In other words, most of the song is laying out her expert pattern recognition. It’s backed by dashes of Fi, such as “I don’t think it’s fair” and “I can never sing in that key” to refer to living a particular life.

One could argue that a greater Ni user wouldn’t have messed with this person to begin with – “it’s not gonna work ever,” perhaps – but I think that assumes a long relationship, and we don’t have that information. It was long enough to involve forgiveness and blame, but that only needs a few weeks to provide an accurate pattern.

Musically, there is a fair bit of individuality, but it gets in and out pretty quickly for its tempo, and it sticks to the vocal rhythms it establishes.  Put another way, it cares a lot about defining itself and then it sticks with it. And to good effect; it got a Grammy nomination.

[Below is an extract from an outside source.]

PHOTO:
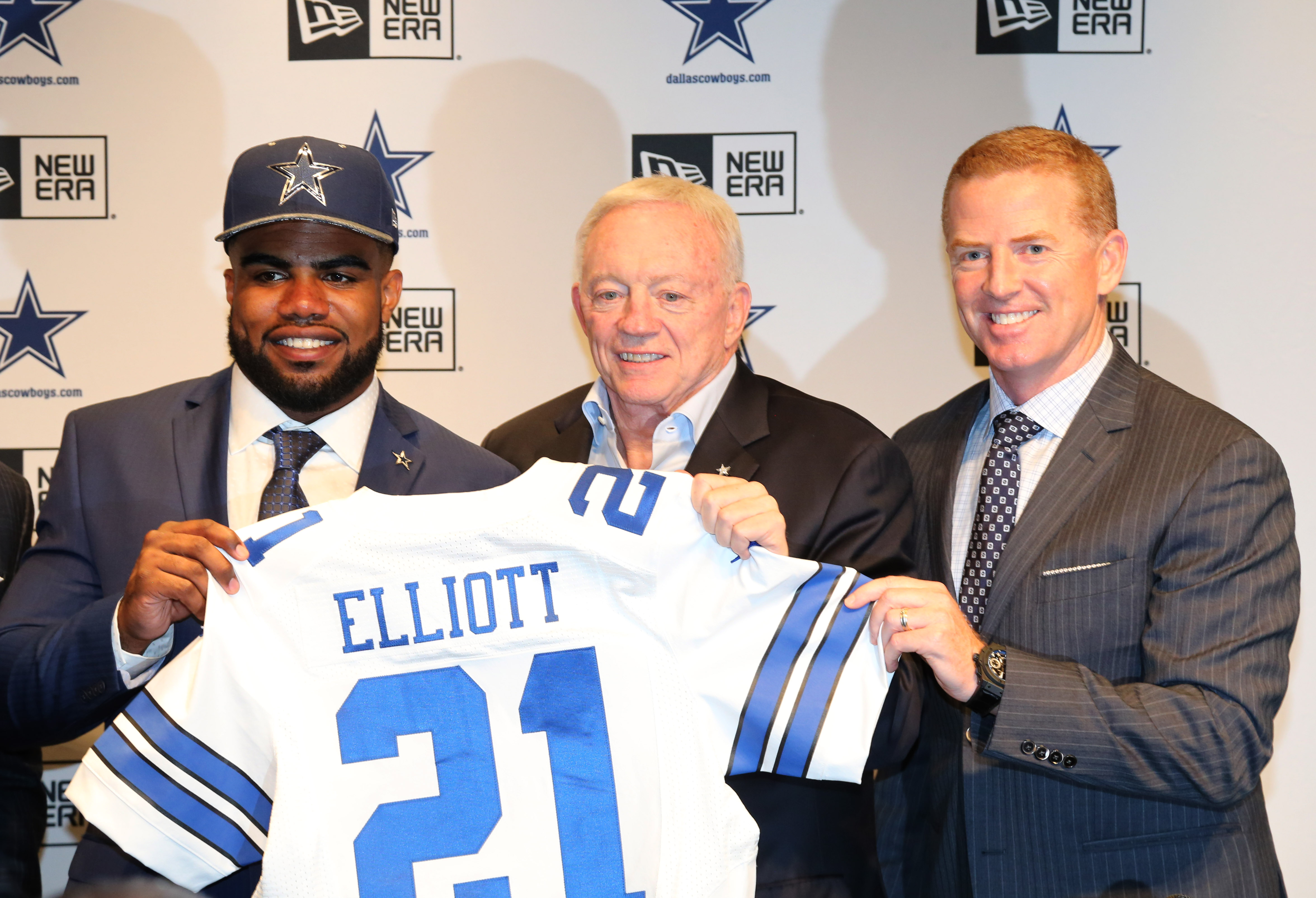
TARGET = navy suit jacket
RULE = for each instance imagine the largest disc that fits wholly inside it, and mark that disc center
(124, 469)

“No Government” by Nicolette (Lyric typing [INTJs, tell me if this music is also INTJ])

Most of this song is a confident if-then: what the world will be like if it had no government. It takes dominant Ni backed by Te for these lyrics to be so sure of the outcome. And the picture of self-sufficiency and what I’ll call beneficial anarchy – which Nicolette embraces – is a vision that seems like it is to the benefit of an INTJ. Put another way, a world without government would be great if anything, because that world works for the INTJ.

No government is a way of life
No government means to trust your friends
I know who I am and you know who are

And later:

No government is an easy time
No government is an exciting life
We’d work for ourselves, and we’d love for ourselves

There are a fair number of Se assumptions that seem higher up the stack than an INTJ would actively care about, although it’s not as clear as the quoted lyrics that those bits interest Nicolette; they might just be factual descriptions of that future hypothetical world. What excites her is the self-sufficiency and that she’s ready for it:

My choices, believe me, are infinite easy
Exciting and mystical choices before me
They tell me my life is a journey in no government

Have you ever seen an INTJ act like the future choices are boring or “infinite hard”? Have you ever known an INTJ whose life is a journey in loads of governing and being governed? Have you ever known an INTJ who couldn’t generate an opinion about a future with no government? I have not met these INTJs.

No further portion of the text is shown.